Forever Feed, which was co-founded by CEO Jack de Jong and Steve Lindsley, says this first mill is a third of the size of what a scaled-up version would be - and that larger version would likely be capable of producing fresh feed for more than 2,500 dairy cows.
The plan is to build such commercial-scale mills that could work with large-scale dairy farms to provide fresh feed year-round – with feed efficiency and sustainability benefits to boot.
However, no one has quite succeeded in creating a large enough and economical enough system of this type that could deliver on all fronts – and Forever Feed is hoping they’d be the ones to crack that nut.

Co-founder and CEO Jack de Jong spoke to DairyReporter in January ahead of the launch of the company’s Innovation Center . . .
“I’ve been farming since the late nineties, operating here in Hanford, California,” the CEO told us. “And a couple of years ago, I was looking into a kind of commercialized fodder feeding as a potential tool for water savings.
“And so I co-founded Forever Feed Technologies (FFT). We’ve been in development for a couple of years. We went through our whole design phase, got to our ultimate design, ordered all the materials we needed, started construction, and we’re at the end of our construction phase right now. We’re just starting to get into our operation phase.”
One challenge has been to find the right varietals of seed, in addition to methodically growing the scale of the operation.
“We had been trying a couple of different varietals, local varietals, and seeing which one’s working and don’t work at this point,” De Jong explained.
“We’ve been working on that and growing that on a small scale. But when you change that to a commercial scale, things don’t always move laterally across.”
“There’s big changes going from a two-by-two tray versus a pallet-size tray with 24 pounds of seed and a large route map coming out of that system in six days.”

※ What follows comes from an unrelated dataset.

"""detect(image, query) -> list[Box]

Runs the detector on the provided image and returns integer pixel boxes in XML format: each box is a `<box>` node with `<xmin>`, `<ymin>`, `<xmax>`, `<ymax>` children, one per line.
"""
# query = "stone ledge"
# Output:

Jack de Jong, Forever Feed Technologies
The design phase of the feed mill began in 2022 when Forever Feed engaged JR Automation, a Hitachi, Ltd. company, to help integrate time-test material handling technology with FFT’s patent-pending indoor growing protocols.
The capabilities of material-handling systems and FFT’s proprietary methods make the feed mill dependable enough to support the high demands of supplying fresh feed year-round on major dairy and beef operations, we were told.
This first phase of a commercial scale version is targeted to grow up to 50 tons of ASG per day. When added to the TRM, the ASG fodder is hoped to improve digestibility in the cow’s diet, and with that, positively impact feed efficiency. This is all yet to be trialed in a real-world setting, however.
“We expect feed efficiency changes there to where they’ll either do one of two things,” De Jong said. “They’ll either consume less [feed] and stay at the same production level, or they’ll consume the same amount and produce more.”
Improved feed efficiency would also be one of the biggest drivers of ROI, he added. But the system would also help farmers save on inputs, such as water, diesel, pesticides and fertilizers.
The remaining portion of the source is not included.